Mycotoxins have so far been higher than normal, but also comfortably within limits for milling quality. "We had one random sample produce a DON reading of 700 parts/bn, but most have been 100-200 parts/bn," he said.
But there seems to be some confusion in the industry over exactly what it faces this year in terms of ear disease, said Simon Edwards, professor of plant pathology at Harper Adams.
"The dominant pathogen that is causing disease symptoms in the ear is Microdochium, which was previously included within the fusarium group, however they are a different species," explained Prof Edwards.
Microdochium does not produce mycotoxins and typically does not result in huge yield penalties. However, this year is different, pointed out Prof Edwards.
"Like most ear diseases, the susceptible period is through flowering and this year the ear emergence and flowering was extended due to the cool, wet weather and infection was taking place throughout.
"To get effective fungicide control the earwash has to be applied just before or at the point of infection, which was extremely difficult this season," said Prof Edwards.
"Which is why we have such high levels of Microdochium and the result is whole spikelets being taken out."
The final consequences will include poor bushel weights due to small grains and also reduced germination. Prof Edwards expected this to have a big effect on malting barley and seed crops.
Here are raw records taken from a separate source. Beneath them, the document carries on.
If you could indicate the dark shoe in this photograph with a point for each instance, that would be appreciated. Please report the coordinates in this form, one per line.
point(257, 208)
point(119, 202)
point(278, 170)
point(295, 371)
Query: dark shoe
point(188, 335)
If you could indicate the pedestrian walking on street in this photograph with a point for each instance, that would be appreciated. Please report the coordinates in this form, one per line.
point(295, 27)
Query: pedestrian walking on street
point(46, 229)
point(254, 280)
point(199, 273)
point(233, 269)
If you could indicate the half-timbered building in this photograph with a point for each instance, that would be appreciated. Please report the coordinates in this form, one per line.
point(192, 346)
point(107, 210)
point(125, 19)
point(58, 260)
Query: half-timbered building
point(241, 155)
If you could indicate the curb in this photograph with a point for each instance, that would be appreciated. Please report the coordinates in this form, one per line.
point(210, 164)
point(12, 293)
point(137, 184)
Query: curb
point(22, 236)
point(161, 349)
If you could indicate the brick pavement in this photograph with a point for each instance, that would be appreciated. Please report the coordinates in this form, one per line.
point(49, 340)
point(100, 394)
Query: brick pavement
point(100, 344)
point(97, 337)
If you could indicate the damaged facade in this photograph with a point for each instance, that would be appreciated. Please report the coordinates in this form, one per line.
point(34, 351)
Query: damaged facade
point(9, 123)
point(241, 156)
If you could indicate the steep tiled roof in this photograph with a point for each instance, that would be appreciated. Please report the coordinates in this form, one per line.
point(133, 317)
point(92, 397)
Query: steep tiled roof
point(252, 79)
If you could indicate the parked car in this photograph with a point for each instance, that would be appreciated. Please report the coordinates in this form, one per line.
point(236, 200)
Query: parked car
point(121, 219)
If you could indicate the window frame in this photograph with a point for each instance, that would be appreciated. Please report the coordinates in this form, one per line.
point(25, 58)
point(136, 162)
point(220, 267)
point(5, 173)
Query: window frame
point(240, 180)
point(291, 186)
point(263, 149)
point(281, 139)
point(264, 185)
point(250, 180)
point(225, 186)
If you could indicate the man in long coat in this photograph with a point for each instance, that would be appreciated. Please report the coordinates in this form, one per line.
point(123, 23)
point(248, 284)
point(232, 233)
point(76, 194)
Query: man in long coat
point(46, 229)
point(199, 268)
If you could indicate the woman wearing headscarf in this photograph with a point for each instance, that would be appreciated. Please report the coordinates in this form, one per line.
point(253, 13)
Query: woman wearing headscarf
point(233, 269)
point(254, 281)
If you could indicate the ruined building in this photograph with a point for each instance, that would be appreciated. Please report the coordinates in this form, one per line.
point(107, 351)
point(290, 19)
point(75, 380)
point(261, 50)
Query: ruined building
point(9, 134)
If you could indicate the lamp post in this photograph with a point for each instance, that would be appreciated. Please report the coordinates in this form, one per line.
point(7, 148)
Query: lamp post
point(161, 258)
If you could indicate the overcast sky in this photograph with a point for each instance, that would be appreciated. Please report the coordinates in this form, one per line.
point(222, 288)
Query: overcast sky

"Winter barley on the whole has escaped the high levels of infection, with most areas having gone through the flowering period before the worst of the wet weather hit," he said.
"But in spring barley there could be quality issues where grown for malting and crops will struggle with germination scores."
Fungicide performance on microdochium
Microdochium, when considering fungicide control, is not particularly sensitive to current chemistry.
"Tebuconazole and metconazole are far less effective against microdochium compared with fusarium and there would be a higher risk of poor ear blight control," said Simon Edwards, professor in plant pathology at Harper Adams University College.
"Strobs in the past were very effective against microdochium, but it looks like resistance has built up in the background since the last bad year in 1998.
"Control has been compromised by the extended flowering period and lack of spray days, but in our trials where prothioconazole was used at three-quarter rate, we have achieved 50% ear blight control. It is as good as could be expected."